Clinical Context
Primary biliary cholangitis is a chronic autoimmune disease characterized by the progressive destruction of the small bile ducts within the liver, leading to cholestasis, liver fibrosis, and potentially liver failure. The prevalence of PBC is estimated to be around 20 to 40 cases per 100,000 persons, predominantly affecting women. Current standard treatment options, such as ursodeoxycholic acid, primarily target the underlying liver disease but do not adequately address debilitating symptoms like pruritus. When standard care fails, patients often experience significant discomfort and a reduced quality of life, highlighting the need for effective symptomatic treatments like Lynavoy.
Q: What is Lynavoy (linerixibat) approved for?
A: Lynavoy is approved for the treatment of cholestatic pruritus associated with primary biliary cholangitis in adult patients. The FDA approved Lynavoy on March 17, 2026, based on clinical trial data demonstrating its efficacy in reducing pruritus symptoms [9].
Q: How does Lynavoy work?
A: Lynavoy is a selective inhibitor of the ileal bile acid transporter (IBAT). By inhibiting bile acid reabsorption in the intestine, it reduces the accumulation of bile acids in the liver, which is believed to alleviate pruritus associated with cholestasis [9].

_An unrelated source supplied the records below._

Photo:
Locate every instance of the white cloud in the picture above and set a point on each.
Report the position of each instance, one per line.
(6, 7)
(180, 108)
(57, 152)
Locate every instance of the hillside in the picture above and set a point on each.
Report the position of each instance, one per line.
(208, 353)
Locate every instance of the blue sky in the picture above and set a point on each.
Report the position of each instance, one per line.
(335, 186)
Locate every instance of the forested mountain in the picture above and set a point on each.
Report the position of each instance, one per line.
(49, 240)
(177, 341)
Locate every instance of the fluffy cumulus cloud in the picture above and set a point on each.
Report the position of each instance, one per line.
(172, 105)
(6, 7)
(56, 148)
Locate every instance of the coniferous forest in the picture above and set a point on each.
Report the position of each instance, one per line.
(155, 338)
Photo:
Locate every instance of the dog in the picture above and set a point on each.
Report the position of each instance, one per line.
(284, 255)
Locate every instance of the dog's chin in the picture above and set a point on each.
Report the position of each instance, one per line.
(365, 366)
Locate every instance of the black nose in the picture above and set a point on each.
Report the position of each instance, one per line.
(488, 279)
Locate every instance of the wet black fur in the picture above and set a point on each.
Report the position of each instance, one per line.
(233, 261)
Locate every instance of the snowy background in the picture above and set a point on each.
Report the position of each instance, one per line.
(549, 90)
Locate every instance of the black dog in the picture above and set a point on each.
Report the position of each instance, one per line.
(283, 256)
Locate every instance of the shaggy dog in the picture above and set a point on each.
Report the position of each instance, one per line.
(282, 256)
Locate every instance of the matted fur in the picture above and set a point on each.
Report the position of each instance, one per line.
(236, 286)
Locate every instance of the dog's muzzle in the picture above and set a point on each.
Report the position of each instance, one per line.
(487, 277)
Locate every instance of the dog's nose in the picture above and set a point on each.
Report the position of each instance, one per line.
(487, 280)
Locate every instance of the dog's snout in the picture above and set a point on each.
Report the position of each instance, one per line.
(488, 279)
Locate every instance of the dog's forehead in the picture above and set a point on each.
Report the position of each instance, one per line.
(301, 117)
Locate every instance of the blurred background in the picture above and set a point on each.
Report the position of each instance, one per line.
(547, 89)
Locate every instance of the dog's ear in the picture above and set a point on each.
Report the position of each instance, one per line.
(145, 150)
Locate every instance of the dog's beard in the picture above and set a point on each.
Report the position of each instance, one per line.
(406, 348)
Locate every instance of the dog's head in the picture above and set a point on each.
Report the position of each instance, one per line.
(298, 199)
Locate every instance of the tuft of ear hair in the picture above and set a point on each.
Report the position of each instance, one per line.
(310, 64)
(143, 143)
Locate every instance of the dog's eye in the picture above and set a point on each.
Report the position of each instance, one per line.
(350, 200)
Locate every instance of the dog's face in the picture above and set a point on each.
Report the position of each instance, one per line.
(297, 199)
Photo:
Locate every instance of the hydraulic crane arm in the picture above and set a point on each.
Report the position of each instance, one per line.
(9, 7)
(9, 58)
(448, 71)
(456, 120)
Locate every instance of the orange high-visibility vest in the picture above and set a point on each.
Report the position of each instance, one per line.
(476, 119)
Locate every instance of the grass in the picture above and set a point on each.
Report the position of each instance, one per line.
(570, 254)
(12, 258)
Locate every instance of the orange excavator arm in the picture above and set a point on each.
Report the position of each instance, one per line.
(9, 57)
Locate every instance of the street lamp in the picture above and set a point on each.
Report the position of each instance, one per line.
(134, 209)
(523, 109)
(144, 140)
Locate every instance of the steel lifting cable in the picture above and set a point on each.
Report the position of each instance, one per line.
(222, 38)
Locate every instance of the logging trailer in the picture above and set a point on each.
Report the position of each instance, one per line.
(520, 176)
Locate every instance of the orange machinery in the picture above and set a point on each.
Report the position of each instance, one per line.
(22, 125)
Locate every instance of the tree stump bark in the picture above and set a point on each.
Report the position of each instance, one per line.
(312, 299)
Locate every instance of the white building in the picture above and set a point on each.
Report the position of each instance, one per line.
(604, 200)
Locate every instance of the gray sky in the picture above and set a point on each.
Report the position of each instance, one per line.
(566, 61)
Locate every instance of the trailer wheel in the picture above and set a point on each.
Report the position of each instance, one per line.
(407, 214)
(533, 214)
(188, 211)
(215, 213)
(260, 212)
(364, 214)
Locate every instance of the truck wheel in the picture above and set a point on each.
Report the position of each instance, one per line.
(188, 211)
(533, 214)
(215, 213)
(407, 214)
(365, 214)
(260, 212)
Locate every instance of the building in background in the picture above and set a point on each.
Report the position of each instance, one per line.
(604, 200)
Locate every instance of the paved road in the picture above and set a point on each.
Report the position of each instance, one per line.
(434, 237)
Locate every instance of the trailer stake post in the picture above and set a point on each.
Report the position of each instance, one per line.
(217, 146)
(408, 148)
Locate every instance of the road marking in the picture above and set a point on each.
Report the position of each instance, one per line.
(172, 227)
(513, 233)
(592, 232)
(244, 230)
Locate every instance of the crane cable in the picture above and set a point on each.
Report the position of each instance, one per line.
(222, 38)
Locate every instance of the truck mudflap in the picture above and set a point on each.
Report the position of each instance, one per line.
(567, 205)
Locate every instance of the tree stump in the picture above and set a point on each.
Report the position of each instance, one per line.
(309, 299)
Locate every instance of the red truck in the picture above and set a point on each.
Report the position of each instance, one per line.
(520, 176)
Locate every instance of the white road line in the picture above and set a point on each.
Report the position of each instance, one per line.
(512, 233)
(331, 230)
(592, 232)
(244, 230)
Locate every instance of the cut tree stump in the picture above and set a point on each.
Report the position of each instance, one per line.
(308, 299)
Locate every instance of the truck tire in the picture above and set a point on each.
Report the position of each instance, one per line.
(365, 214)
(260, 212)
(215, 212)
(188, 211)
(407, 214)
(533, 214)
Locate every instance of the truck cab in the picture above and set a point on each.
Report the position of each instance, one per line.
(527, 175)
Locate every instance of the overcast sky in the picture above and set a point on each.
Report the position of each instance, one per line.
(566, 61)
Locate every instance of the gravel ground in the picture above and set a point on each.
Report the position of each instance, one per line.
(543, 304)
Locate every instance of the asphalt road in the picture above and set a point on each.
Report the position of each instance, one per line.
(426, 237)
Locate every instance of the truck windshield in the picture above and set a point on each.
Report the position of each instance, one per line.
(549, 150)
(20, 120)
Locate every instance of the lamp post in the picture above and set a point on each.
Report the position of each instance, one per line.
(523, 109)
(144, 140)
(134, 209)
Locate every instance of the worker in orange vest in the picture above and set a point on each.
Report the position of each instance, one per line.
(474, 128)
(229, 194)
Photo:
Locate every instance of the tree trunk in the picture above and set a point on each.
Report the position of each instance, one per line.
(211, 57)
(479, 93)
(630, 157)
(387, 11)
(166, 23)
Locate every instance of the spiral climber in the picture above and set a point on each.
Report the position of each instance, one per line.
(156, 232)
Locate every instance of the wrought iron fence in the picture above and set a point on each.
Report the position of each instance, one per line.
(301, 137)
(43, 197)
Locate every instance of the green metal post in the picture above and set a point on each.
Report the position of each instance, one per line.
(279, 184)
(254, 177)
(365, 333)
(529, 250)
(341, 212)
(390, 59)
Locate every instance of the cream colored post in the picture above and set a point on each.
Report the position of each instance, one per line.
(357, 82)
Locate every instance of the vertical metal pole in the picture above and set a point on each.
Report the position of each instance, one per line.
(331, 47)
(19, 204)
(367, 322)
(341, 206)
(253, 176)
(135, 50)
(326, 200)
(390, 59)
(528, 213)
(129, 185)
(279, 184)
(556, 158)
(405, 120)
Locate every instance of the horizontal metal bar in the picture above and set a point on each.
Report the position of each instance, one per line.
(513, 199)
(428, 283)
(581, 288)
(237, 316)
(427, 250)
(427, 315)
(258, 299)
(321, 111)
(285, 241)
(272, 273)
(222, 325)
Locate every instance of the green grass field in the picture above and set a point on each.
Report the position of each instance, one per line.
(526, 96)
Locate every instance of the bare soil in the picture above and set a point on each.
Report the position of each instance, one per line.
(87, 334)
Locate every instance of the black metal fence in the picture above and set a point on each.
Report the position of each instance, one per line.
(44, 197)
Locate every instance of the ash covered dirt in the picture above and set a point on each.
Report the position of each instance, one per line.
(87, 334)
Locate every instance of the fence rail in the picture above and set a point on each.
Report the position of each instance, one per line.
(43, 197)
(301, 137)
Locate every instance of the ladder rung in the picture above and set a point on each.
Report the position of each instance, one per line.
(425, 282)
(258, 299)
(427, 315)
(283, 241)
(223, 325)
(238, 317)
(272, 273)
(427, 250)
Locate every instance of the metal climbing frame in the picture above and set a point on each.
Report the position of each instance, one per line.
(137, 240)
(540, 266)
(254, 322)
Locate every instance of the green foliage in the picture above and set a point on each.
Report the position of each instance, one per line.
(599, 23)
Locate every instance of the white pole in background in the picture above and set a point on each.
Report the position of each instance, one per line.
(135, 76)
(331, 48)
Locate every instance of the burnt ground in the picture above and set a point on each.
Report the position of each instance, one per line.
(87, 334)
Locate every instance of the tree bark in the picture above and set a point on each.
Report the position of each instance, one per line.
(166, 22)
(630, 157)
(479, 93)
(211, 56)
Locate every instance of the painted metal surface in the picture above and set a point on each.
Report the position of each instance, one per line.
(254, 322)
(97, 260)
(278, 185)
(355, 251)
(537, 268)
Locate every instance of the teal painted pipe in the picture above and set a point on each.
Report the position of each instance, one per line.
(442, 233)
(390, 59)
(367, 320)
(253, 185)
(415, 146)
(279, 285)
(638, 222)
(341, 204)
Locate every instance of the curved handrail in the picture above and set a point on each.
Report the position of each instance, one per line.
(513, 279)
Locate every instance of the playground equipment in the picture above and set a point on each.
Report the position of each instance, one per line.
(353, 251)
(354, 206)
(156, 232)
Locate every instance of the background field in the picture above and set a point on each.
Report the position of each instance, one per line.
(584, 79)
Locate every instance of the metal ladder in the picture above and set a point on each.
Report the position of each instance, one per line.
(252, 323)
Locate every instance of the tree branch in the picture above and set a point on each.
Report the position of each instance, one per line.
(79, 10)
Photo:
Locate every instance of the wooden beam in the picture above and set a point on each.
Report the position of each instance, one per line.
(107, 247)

Q: What is the recommended dose of Lynavoy?
A: Lynavoy is administered at a dose of 200 mg orally once daily. Clinicians should consult current prescribing information for full dosing guidance. Full dosing guidance is available in the prescribing information for Lynavoy. Clinicians should consult the current label before prescribing [9].
Q: What are the most common side effects of Lynavoy?
A: Common side effects of Lynavoy include gastrointestinal symptoms such as diarrhea and abdominal pain. Immune-mediated adverse reactions have also been reported, necessitating monitoring throughout treatment [1].